結局、クリニックでは戦力外通知を出され、私の居場所がなくなってしまいました。大学病院で一年弱とはいえ勤務した経験があるからと、ちょっと自信を持っていたのですが、実際には全く使えない私でした。
私の大学病院では、採血や点滴などは研修医が行い、看護師が実践できる環境がありませんでした。またクリニックという職場は、もともと数人しか看護師がいないわけで、教育をしてくれる余裕もありません。
一般病棟しか経験のない私にとって、数をこなさなければならない外来の仕事は、甘いものではありませんでした。結局、1ヶ月も持たないでクリニックは辞めました。
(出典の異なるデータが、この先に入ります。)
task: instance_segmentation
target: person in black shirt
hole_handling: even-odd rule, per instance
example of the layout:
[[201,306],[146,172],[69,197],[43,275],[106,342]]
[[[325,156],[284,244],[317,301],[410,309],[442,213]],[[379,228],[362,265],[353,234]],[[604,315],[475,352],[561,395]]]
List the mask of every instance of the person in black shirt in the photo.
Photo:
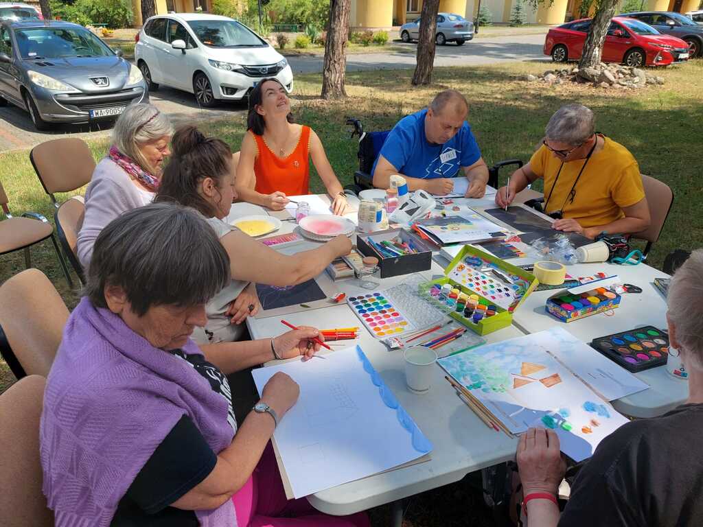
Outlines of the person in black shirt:
[[671,354],[681,353],[689,374],[686,404],[629,422],[601,441],[560,515],[555,497],[565,465],[559,439],[551,430],[528,430],[517,455],[523,496],[536,495],[524,503],[528,525],[703,523],[703,249],[676,271],[667,301]]

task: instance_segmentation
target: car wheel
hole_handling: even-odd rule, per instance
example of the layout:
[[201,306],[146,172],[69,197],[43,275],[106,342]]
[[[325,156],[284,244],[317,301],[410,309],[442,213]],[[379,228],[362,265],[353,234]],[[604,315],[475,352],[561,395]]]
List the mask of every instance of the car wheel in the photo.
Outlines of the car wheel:
[[552,48],[552,60],[555,63],[565,63],[569,60],[569,50],[564,44],[557,44]]
[[214,94],[212,93],[212,85],[210,79],[203,73],[198,73],[193,79],[193,91],[195,94],[195,100],[201,106],[211,108],[217,104]]
[[32,117],[32,122],[34,123],[34,128],[39,131],[46,131],[51,129],[51,125],[41,119],[41,115],[37,108],[37,105],[34,104],[32,96],[29,93],[25,93],[25,104],[27,105],[27,111],[30,112],[30,117]]
[[640,67],[645,65],[647,58],[641,49],[631,49],[625,53],[623,62],[630,67]]
[[701,43],[697,39],[685,39],[688,44],[688,56],[695,58],[701,54]]
[[151,80],[151,71],[143,60],[139,63],[139,71],[141,72],[142,77],[146,81],[146,85],[149,89],[149,91],[156,91],[159,89],[159,85]]

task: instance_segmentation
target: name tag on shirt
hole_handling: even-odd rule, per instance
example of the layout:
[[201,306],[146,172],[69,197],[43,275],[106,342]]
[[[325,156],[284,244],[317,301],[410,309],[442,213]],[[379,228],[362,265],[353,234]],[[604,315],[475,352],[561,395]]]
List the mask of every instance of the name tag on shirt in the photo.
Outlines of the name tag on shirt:
[[448,161],[451,161],[452,160],[456,160],[456,150],[455,150],[453,148],[451,148],[451,150],[449,150],[446,152],[444,152],[444,153],[439,155],[439,160],[442,163],[446,163]]

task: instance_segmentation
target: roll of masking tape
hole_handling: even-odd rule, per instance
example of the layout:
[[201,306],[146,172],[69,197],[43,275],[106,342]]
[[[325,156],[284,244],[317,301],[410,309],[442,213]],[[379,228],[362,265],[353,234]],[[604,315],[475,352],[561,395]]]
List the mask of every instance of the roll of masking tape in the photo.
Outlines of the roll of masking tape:
[[538,261],[534,264],[534,275],[541,284],[561,285],[567,274],[567,268],[557,261]]

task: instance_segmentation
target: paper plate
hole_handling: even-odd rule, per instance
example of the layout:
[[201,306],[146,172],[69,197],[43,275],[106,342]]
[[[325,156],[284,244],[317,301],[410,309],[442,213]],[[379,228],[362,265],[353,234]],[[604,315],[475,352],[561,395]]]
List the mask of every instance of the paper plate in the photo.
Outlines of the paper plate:
[[280,229],[280,220],[272,216],[257,214],[237,218],[231,222],[231,225],[245,234],[248,234],[252,238],[257,238]]
[[362,200],[383,201],[386,197],[386,191],[382,188],[367,188],[366,190],[361,190],[359,193],[359,197]]
[[351,220],[333,214],[313,214],[300,220],[298,226],[304,235],[328,239],[340,234],[349,236],[356,228]]

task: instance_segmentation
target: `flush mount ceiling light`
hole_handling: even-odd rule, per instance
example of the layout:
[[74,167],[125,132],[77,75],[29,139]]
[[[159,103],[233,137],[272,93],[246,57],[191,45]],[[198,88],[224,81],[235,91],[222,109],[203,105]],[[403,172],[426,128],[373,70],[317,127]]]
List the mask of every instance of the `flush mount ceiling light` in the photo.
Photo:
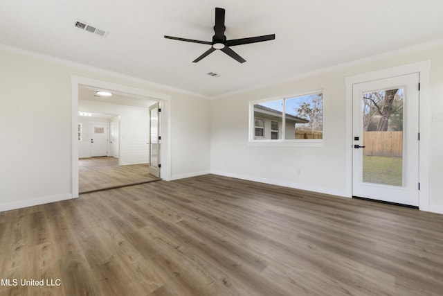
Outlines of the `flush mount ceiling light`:
[[92,113],[89,113],[89,112],[83,112],[82,111],[79,111],[78,112],[78,114],[81,116],[88,116],[88,117],[91,117],[92,116]]
[[97,92],[96,94],[97,94],[98,96],[112,96],[112,94],[111,94],[109,92]]

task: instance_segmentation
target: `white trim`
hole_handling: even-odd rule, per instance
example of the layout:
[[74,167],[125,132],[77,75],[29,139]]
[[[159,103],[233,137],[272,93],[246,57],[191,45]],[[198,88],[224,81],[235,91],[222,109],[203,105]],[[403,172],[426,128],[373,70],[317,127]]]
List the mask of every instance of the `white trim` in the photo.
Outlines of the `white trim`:
[[[286,116],[284,110],[285,103],[284,101],[289,98],[294,98],[300,96],[305,96],[313,94],[321,94],[322,97],[322,112],[323,111],[323,102],[325,100],[325,89],[324,88],[319,88],[314,90],[309,90],[306,92],[300,92],[297,94],[291,95],[283,95],[272,96],[267,98],[260,98],[258,100],[253,100],[249,101],[249,129],[248,138],[248,146],[277,146],[277,147],[323,147],[325,145],[325,138],[322,139],[285,139],[286,138],[286,122],[283,120],[283,118]],[[260,116],[255,117],[254,105],[255,104],[260,104],[261,103],[272,102],[274,101],[282,101],[282,138],[275,140],[271,139],[260,139],[260,137],[255,137],[255,118],[261,119]],[[264,121],[264,119],[263,119]],[[325,126],[324,121],[323,122],[323,127]],[[263,128],[263,138],[264,138],[264,132],[266,129]],[[323,132],[323,130],[322,130]],[[256,139],[258,138],[258,139]]]
[[342,64],[336,64],[334,66],[332,66],[329,67],[320,68],[316,70],[311,71],[309,72],[305,72],[300,74],[294,75],[291,77],[287,77],[284,79],[276,80],[274,81],[269,82],[268,83],[261,84],[260,85],[253,86],[248,88],[244,88],[242,89],[235,90],[233,92],[227,92],[225,94],[219,94],[217,96],[213,96],[210,98],[211,100],[218,100],[220,98],[231,96],[236,94],[241,94],[245,92],[251,92],[253,90],[257,90],[262,88],[270,87],[275,85],[278,85],[283,83],[289,83],[293,80],[298,80],[302,78],[306,78],[308,77],[315,76],[320,74],[323,74],[325,73],[332,72],[334,71],[338,71],[343,69],[346,69],[348,67],[352,67],[354,66],[359,66],[363,64],[368,64],[372,62],[376,62],[378,60],[383,60],[388,58],[392,58],[392,56],[407,54],[410,53],[414,53],[416,51],[423,51],[428,49],[432,49],[437,46],[440,46],[443,45],[443,39],[438,39],[437,40],[431,41],[429,42],[420,43],[415,45],[412,45],[410,46],[406,46],[403,49],[388,51],[386,53],[381,53],[379,55],[372,55],[370,57],[363,58],[359,60],[355,60],[351,62],[344,62]]
[[69,60],[64,60],[60,58],[55,58],[52,55],[47,55],[42,53],[37,53],[33,51],[27,51],[25,49],[21,49],[18,47],[10,46],[8,45],[0,44],[0,51],[7,51],[11,53],[19,54],[30,58],[33,58],[39,60],[42,60],[44,61],[48,61],[51,62],[53,62],[57,64],[61,64],[63,66],[75,67],[78,69],[81,69],[87,71],[91,71],[93,72],[98,73],[100,74],[103,75],[109,75],[112,77],[115,77],[120,79],[125,79],[129,80],[131,82],[134,82],[137,83],[141,83],[143,85],[146,85],[148,87],[159,87],[165,90],[168,90],[171,92],[179,92],[181,94],[188,94],[190,96],[197,96],[199,98],[209,99],[210,97],[208,96],[205,96],[201,94],[197,94],[196,92],[190,92],[186,89],[180,89],[178,87],[172,87],[170,85],[163,85],[161,83],[155,82],[153,81],[147,80],[145,79],[138,78],[137,77],[131,76],[129,75],[122,74],[118,72],[114,72],[110,70],[106,70],[102,68],[96,67],[93,66],[90,66],[88,64],[81,64],[77,62],[73,62]]
[[50,202],[60,202],[62,200],[69,200],[71,198],[71,193],[65,193],[44,198],[32,198],[30,200],[21,200],[19,202],[8,202],[6,204],[0,204],[0,212],[10,211],[17,209],[21,209],[28,207],[37,206],[39,204],[48,204]]
[[[106,156],[109,157],[109,122],[97,122],[97,121],[89,121],[89,139],[92,139],[92,135],[94,134],[94,132],[93,132],[93,130],[92,130],[92,125],[105,125],[106,126]],[[89,156],[91,157],[93,157],[92,156],[92,147],[93,146],[91,145],[91,142],[89,141]],[[96,155],[97,156],[97,155]],[[102,155],[100,155],[102,156]],[[102,155],[105,156],[105,155]]]
[[[78,198],[78,141],[77,139],[77,123],[78,114],[78,87],[86,85],[103,88],[106,89],[120,92],[125,94],[134,94],[141,97],[149,98],[153,101],[161,102],[161,126],[162,141],[161,148],[161,160],[162,169],[162,178],[169,180],[171,178],[171,101],[172,96],[169,94],[151,92],[117,83],[102,81],[97,79],[82,77],[76,75],[71,76],[71,95],[72,95],[72,197]],[[75,141],[74,141],[75,140]],[[164,156],[163,156],[164,155]]]
[[237,179],[257,182],[260,183],[270,184],[271,185],[277,185],[277,186],[281,186],[283,187],[293,188],[295,189],[305,190],[307,191],[329,194],[331,195],[335,195],[336,197],[349,198],[349,196],[346,194],[345,191],[343,191],[341,190],[331,189],[330,188],[307,185],[304,184],[294,183],[294,182],[287,182],[287,181],[281,181],[279,180],[274,180],[274,179],[251,177],[250,175],[246,175],[226,173],[226,172],[222,172],[219,171],[211,171],[210,173],[214,175],[225,176],[225,177],[237,178]]
[[169,181],[173,181],[173,180],[180,180],[180,179],[185,179],[185,178],[188,178],[188,177],[197,177],[197,176],[201,176],[201,175],[208,175],[208,174],[210,174],[210,171],[200,171],[200,172],[188,173],[181,174],[181,175],[174,175],[169,180]]
[[431,132],[431,102],[429,96],[429,71],[431,61],[408,64],[379,71],[364,73],[346,77],[346,140],[345,147],[345,192],[348,197],[352,196],[352,86],[356,83],[399,76],[413,73],[419,73],[419,208],[422,211],[435,211],[435,207],[430,204],[429,199],[429,139]]
[[428,210],[427,211],[432,211],[433,213],[443,214],[443,206],[433,204],[432,206],[430,206]]

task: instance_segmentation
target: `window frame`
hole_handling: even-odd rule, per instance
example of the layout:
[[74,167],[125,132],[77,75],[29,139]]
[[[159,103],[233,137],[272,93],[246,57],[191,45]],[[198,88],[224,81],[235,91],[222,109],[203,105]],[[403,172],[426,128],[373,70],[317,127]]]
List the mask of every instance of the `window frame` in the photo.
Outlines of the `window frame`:
[[[272,123],[275,123],[277,124],[277,130],[273,130],[272,129]],[[278,133],[278,121],[271,121],[271,140],[278,140],[278,136],[280,135]],[[272,133],[273,132],[276,132],[277,133],[277,139],[272,139]]]
[[[266,123],[266,121],[264,120],[264,119],[261,119],[259,117],[254,117],[254,119],[253,119],[254,121],[254,139],[256,139],[257,138],[259,139],[264,139],[264,124]],[[255,121],[256,120],[261,120],[263,122],[263,126],[255,126]],[[255,129],[256,128],[261,128],[262,130],[263,131],[263,135],[262,136],[256,136],[255,135]]]
[[[323,89],[318,89],[305,92],[300,92],[289,96],[278,96],[269,97],[259,100],[249,101],[249,137],[248,141],[248,146],[295,146],[295,147],[323,147],[325,145],[325,117],[323,118],[323,137],[322,139],[286,139],[286,121],[284,120],[285,103],[284,100],[298,96],[307,96],[309,94],[323,94],[322,101],[322,112],[325,114],[325,92]],[[255,139],[255,123],[254,123],[254,105],[260,103],[271,102],[273,101],[282,100],[282,118],[281,126],[279,129],[281,130],[282,134],[279,134],[278,139],[263,139],[262,138]]]

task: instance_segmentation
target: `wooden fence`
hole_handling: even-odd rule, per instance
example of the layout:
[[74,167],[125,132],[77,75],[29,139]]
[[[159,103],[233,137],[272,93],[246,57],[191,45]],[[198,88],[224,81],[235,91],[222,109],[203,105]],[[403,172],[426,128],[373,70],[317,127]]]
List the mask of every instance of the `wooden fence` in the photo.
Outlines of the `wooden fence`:
[[296,139],[322,139],[323,137],[323,133],[322,132],[296,130]]
[[403,155],[403,132],[364,132],[363,155]]

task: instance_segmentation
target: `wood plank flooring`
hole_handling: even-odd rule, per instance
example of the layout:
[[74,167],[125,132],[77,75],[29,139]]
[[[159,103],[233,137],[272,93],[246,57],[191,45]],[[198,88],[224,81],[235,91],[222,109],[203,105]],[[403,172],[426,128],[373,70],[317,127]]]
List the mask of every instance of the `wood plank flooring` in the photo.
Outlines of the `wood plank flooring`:
[[107,157],[80,158],[78,173],[80,194],[160,180],[147,164],[119,166],[118,159]]
[[207,175],[0,213],[1,295],[442,295],[443,216]]

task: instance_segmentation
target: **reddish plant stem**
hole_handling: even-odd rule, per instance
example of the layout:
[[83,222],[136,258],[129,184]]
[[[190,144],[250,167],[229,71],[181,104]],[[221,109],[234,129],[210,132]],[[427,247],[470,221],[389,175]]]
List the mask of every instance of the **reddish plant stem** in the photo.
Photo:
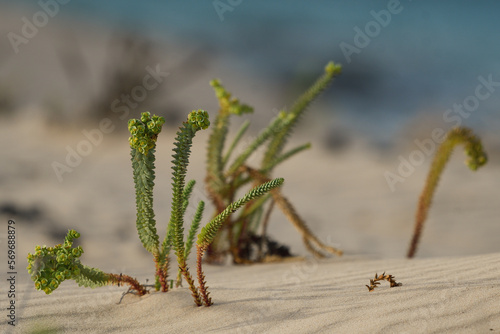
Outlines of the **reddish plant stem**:
[[201,301],[201,298],[200,298],[200,294],[198,293],[198,289],[194,285],[194,280],[188,271],[186,261],[183,261],[182,264],[179,264],[179,269],[182,272],[182,276],[184,276],[184,279],[189,284],[189,290],[191,290],[191,294],[193,295],[194,302],[195,302],[196,306],[203,305],[203,302]]
[[130,285],[132,290],[137,291],[139,296],[144,296],[148,293],[148,290],[133,277],[123,274],[109,274],[109,277],[112,284],[120,285],[121,283],[126,283]]
[[203,260],[203,254],[205,253],[205,248],[196,245],[196,271],[198,273],[198,284],[200,285],[199,290],[201,294],[201,298],[203,298],[203,302],[205,306],[212,305],[212,298],[209,297],[210,292],[208,292],[208,286],[206,286],[205,282],[205,274],[203,274],[203,269],[201,267],[201,261]]

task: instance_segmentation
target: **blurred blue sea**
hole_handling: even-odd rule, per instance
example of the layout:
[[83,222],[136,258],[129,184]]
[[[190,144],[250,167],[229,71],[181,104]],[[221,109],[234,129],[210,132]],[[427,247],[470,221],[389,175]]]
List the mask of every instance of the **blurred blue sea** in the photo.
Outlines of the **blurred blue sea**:
[[[0,0],[14,3],[38,6]],[[399,12],[348,62],[342,43],[355,46],[355,28],[365,31],[373,12],[388,6]],[[386,134],[421,112],[442,119],[474,95],[479,76],[500,82],[499,13],[498,1],[87,0],[69,2],[60,15],[208,47],[239,70],[283,84],[333,59],[344,74],[327,99],[362,129]],[[498,132],[499,108],[500,87],[463,124]]]

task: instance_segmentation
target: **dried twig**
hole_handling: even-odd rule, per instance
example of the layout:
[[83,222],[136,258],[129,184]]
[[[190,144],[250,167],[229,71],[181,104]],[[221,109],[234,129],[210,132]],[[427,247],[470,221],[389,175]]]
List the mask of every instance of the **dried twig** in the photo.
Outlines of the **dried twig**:
[[368,288],[368,291],[372,292],[375,290],[377,285],[380,285],[379,281],[387,281],[391,285],[391,288],[394,288],[396,286],[402,286],[403,283],[398,283],[395,280],[395,277],[389,274],[385,274],[385,271],[382,275],[375,274],[375,278],[370,280],[370,285],[365,285]]

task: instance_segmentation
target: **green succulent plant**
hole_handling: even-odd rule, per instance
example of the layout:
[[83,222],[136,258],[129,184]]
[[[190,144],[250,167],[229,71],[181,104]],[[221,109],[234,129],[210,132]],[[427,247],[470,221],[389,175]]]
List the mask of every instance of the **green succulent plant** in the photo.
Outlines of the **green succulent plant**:
[[[207,147],[207,176],[205,178],[207,192],[215,206],[215,214],[225,210],[234,199],[235,194],[248,184],[258,185],[269,181],[274,168],[289,158],[311,147],[305,143],[284,151],[287,140],[293,129],[300,121],[301,116],[311,103],[323,92],[335,77],[340,75],[342,67],[329,62],[321,75],[312,86],[303,93],[293,104],[290,110],[282,110],[272,119],[267,127],[249,141],[239,155],[232,157],[235,147],[246,133],[249,122],[244,122],[237,132],[232,143],[224,152],[228,137],[230,118],[232,115],[241,116],[253,112],[253,108],[241,103],[232,96],[219,80],[210,82],[215,95],[219,100],[220,109],[211,128]],[[250,167],[247,161],[257,149],[266,146],[259,167]],[[267,209],[265,206],[271,202]],[[221,223],[218,233],[214,236],[213,244],[208,247],[208,260],[219,262],[231,255],[235,263],[264,260],[259,256],[256,260],[245,257],[245,247],[248,240],[258,235],[261,240],[266,236],[266,227],[269,214],[274,203],[283,211],[285,216],[301,233],[306,247],[316,256],[323,257],[325,253],[341,255],[342,252],[323,244],[308,228],[304,219],[294,209],[291,201],[276,190],[266,196],[259,197],[247,203],[241,213],[234,217],[229,215]],[[266,212],[265,212],[266,211]]]
[[[135,184],[137,219],[136,228],[139,239],[144,248],[153,255],[155,263],[155,288],[167,292],[169,254],[173,250],[177,258],[178,285],[183,277],[189,285],[191,294],[197,306],[212,305],[209,297],[205,275],[202,270],[203,252],[212,242],[213,236],[221,227],[221,222],[230,213],[248,203],[249,201],[264,195],[265,193],[279,187],[283,179],[274,179],[270,182],[255,187],[248,194],[230,203],[227,209],[214,217],[203,227],[200,234],[200,222],[203,215],[205,203],[200,201],[196,213],[191,221],[187,235],[184,233],[184,216],[189,205],[195,181],[186,183],[186,172],[191,154],[193,138],[197,131],[209,127],[208,113],[204,110],[192,111],[177,132],[174,143],[173,166],[172,166],[172,205],[171,215],[167,225],[167,233],[163,242],[157,233],[155,213],[153,209],[153,188],[155,180],[155,154],[156,141],[162,126],[165,123],[163,117],[153,115],[149,112],[141,114],[140,119],[131,119],[128,122],[130,131],[129,144],[131,147],[131,160],[133,179]],[[197,238],[197,276],[198,286],[187,267],[187,259]],[[108,284],[121,283],[130,285],[137,294],[144,295],[148,290],[136,279],[123,274],[108,274],[99,269],[87,267],[80,262],[83,254],[81,246],[72,247],[73,240],[80,234],[70,230],[62,245],[54,247],[35,248],[35,253],[28,254],[28,272],[30,273],[35,288],[49,294],[56,290],[59,285],[67,279],[75,280],[78,285],[96,288]]]

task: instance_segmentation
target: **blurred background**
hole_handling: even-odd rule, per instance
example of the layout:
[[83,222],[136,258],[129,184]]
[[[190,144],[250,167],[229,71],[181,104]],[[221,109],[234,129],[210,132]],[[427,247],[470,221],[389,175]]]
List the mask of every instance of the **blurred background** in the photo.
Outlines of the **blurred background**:
[[[392,188],[386,172],[419,150],[415,140],[460,123],[483,138],[490,163],[472,174],[457,150],[419,255],[498,251],[498,10],[493,1],[2,0],[0,216],[18,222],[26,252],[76,228],[90,262],[119,270],[103,251],[147,258],[134,229],[127,120],[146,110],[167,119],[155,189],[164,230],[174,131],[192,109],[215,116],[209,80],[255,107],[255,135],[333,60],[343,74],[292,139],[313,148],[276,172],[313,231],[347,254],[403,257],[432,157]],[[487,98],[477,97],[481,84]],[[190,169],[200,192],[207,135]],[[273,217],[270,234],[304,255],[298,233]]]

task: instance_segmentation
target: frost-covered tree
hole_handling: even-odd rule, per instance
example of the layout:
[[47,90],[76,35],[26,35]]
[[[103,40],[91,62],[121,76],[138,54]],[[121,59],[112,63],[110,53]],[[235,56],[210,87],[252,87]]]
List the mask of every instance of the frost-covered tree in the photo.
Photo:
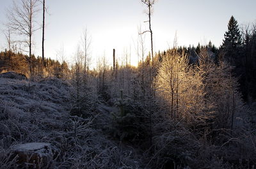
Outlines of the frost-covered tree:
[[32,37],[35,32],[38,29],[35,25],[35,17],[39,11],[38,0],[21,0],[20,4],[13,1],[13,8],[8,11],[7,25],[17,34],[26,37],[22,41],[28,47],[29,57],[30,77],[33,78],[34,72],[32,68]]
[[182,120],[194,127],[208,117],[204,104],[204,85],[200,73],[189,66],[188,57],[176,50],[167,52],[158,71],[158,95],[164,98],[170,120]]

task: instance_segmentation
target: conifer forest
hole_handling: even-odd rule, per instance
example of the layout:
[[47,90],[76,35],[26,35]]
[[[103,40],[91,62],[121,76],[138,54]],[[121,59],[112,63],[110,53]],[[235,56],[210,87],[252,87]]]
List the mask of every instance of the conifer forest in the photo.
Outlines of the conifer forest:
[[131,1],[144,11],[130,51],[96,59],[89,26],[72,54],[54,57],[49,1],[13,0],[0,13],[0,169],[256,168],[255,22],[230,15],[220,45],[176,33],[162,50],[164,0]]

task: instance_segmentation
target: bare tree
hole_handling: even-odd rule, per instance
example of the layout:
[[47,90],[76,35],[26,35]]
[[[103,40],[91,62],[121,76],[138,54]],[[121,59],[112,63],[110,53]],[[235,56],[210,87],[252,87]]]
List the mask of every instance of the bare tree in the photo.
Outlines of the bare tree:
[[148,20],[145,21],[144,22],[148,22],[149,31],[145,31],[143,33],[149,32],[150,33],[150,40],[151,40],[151,55],[152,59],[152,66],[154,66],[154,52],[153,52],[153,31],[151,27],[151,17],[152,13],[153,4],[155,4],[156,0],[141,0],[141,2],[147,6],[148,11],[146,12],[147,15],[148,16]]
[[7,26],[6,30],[3,30],[3,31],[5,39],[6,40],[7,42],[7,47],[8,47],[8,50],[10,51],[11,50],[11,45],[12,45],[12,40],[11,40],[11,34],[12,34],[12,30],[10,29],[9,27]]
[[43,26],[42,26],[42,59],[43,59],[44,66],[45,66],[44,61],[44,30],[45,30],[45,0],[43,0]]
[[20,35],[26,37],[24,42],[29,47],[29,71],[30,77],[33,77],[32,71],[32,36],[38,29],[35,26],[35,18],[39,11],[37,8],[38,0],[21,0],[20,4],[17,4],[13,1],[13,8],[8,11],[7,18],[8,20],[8,26],[11,30],[15,31]]

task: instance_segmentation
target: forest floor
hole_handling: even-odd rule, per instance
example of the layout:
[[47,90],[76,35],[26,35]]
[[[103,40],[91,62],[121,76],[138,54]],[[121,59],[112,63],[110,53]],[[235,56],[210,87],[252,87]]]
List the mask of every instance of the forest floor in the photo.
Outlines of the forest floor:
[[140,168],[132,147],[104,133],[117,110],[99,103],[86,118],[70,115],[70,92],[68,83],[56,78],[0,77],[1,169],[24,168],[10,154],[15,145],[28,143],[51,143],[50,168]]

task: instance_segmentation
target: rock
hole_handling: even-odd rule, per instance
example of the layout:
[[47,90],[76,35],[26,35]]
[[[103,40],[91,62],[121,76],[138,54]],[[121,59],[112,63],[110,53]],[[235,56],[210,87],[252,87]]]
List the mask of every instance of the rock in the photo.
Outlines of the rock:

この時点で、私は本当に看護師としてもう一度臨床に復帰できるのだろうかと先が見えなくなりました。
ハローワークに行ってみましたが、目新しい案件がなかったので、インターネットで求人サイトに登録してみることにしました。
実は、それまであまり求人サイトを信頼していませんでしたが、見てみると多くの看護師の求人サイトがあることに驚きました。名前をよく聞く大手人材派遣系の会社や医療業界に特化した人材紹介会社などが運営しています。また、各求人サイトには意外に多くの案件が掲載されていました。
正直、最初はどこのサイトが信頼できるのかわからないので、いくつか選んで登録してみることにしました。すると、すぐにメールにて返事があったり、また電話がありました。中には、連絡がこなかった会社もありましたが・・・。
仮登録したいくつかの紹介会社とメールや電話でのやり取りを行った結果、最終的に2つの会社のコンサルタントと面談することにしました。面談する気になったのは、意外と看護師という仕事を知っているということ、また病院に関する情報を幅広く持っていたからです。
コンサルタントの方々は、看護師ではないようですが、私よりも包括的に看護師の仕事を理解されているような印象も持ちました。これらの会社は、いずれも医療業界に特化した人材紹介会社でした。大手人材派遣系の会社の方は、どうもその点に弱いような感じがしたのです。看護師の求人サイトを選ぶ際は、最初のキーポイントかもしれません。